> For the complete documentation index, see [llms.txt](https://serafim.gabrielhk.dev/llms.txt). Markdown versions of documentation pages are available by appending `.md` to page URLs; this page is available as [Markdown](https://serafim.gabrielhk.dev/readme.md).

# Introduction

**Se**arch **R**equests **A**PI for TypeORM's **Fi**nd **M**ethod.

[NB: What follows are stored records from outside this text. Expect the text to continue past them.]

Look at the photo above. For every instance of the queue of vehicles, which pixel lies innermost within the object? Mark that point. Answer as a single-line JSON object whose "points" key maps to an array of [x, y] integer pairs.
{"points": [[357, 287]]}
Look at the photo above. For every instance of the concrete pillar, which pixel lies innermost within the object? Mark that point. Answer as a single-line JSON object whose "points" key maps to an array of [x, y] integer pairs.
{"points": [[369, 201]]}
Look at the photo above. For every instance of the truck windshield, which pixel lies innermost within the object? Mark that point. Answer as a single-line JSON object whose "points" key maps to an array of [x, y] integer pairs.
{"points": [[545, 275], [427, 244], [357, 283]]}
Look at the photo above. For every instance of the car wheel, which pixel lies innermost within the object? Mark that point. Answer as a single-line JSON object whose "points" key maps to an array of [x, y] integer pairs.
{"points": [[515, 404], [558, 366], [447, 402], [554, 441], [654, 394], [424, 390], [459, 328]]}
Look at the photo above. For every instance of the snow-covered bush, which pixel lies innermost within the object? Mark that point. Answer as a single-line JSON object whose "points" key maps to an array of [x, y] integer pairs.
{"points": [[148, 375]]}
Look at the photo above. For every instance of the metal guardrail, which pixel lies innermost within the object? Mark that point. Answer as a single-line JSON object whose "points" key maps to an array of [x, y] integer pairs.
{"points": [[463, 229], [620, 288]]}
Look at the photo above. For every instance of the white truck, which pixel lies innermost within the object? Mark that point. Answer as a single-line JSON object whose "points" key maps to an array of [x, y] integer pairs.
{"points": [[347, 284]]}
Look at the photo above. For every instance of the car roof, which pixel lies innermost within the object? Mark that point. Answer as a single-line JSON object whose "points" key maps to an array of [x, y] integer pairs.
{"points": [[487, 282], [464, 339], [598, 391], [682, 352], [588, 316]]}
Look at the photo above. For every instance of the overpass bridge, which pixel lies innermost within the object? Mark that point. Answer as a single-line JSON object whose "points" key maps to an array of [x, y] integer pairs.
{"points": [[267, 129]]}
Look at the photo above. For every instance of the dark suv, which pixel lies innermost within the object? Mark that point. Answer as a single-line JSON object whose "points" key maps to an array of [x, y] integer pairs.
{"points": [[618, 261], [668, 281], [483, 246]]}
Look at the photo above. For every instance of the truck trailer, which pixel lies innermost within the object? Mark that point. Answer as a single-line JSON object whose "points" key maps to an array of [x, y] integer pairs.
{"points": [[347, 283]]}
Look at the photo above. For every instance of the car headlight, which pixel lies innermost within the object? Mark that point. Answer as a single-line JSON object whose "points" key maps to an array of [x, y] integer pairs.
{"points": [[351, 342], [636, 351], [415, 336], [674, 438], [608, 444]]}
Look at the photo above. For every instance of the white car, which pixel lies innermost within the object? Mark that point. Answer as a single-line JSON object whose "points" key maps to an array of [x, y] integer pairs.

Serafim turns a small, JSON-friendly notation into the `where`, `relations` and `order` parameters that TypeORM's `find` method expects — so a frontend can describe *what* to fetch without the backend knowing the query shape in advance.

```ts
import { getWhere, getRelations, getOrder, AND, OperationTypesEnum } from "serafim";

const where = AND(
  { field: "person.address.state", searchTerm: "NY" },
  { field: "age", operation: OperationTypesEnum.GREATER_EQUAL, searchTerm: 18 }
);

userRepository.find({
  relations: getRelations(where), // { person: { address: true } }
  where: getWhere(where),         // parameterized TypeORM conditions
  order: getOrder({ field: "person.address.state", sortOrder: "ASC" }),
});
```

## Contents

* [Getting started](/getting-started.md) — install and a first query.
* [Core concepts](/core-concepts.md) — `Search`, `Where`, conditions, and how `AND` / `OR` combine them.
* [Operators](/operators.md) — every operator, the SQL it produces, and the `searchTerm` each one expects.
* [AND & OR](/or-and-and.md) — combining conditions and how they map to TypeORM.
* [API reference](/api-reference.md) — functions, classes, enums and types.
* [Examples](/examples.md) — common recipes.
* [Migrating to v3](/migration-to-v3.md) — what changed from 2.x and how to update.

## What's new in 3.x

* **Injection-safe by design.** Every `searchTerm` is bound as a query parameter via TypeORM's native operators (`Equal`, `In`, `Like`, `Between`, …) — never concatenated into raw SQL.
* **Explicit combination only.** Conditions are combined with `AND(...)` / `OR(...)`. Bare arrays are no longer accepted and throw a descriptive error.
* **Clean operator semantics.** `NULL` / `IS` → `IS NULL`, `NOT` → `IS NOT NULL`, `TRUE` / `FALSE` → `IS TRUE` / `IS FALSE`, and invalid inputs (e.g. `IN` without an array) throw instead of producing broken SQL.

See [Migrating to v3](/migration-to-v3.md) for the full list.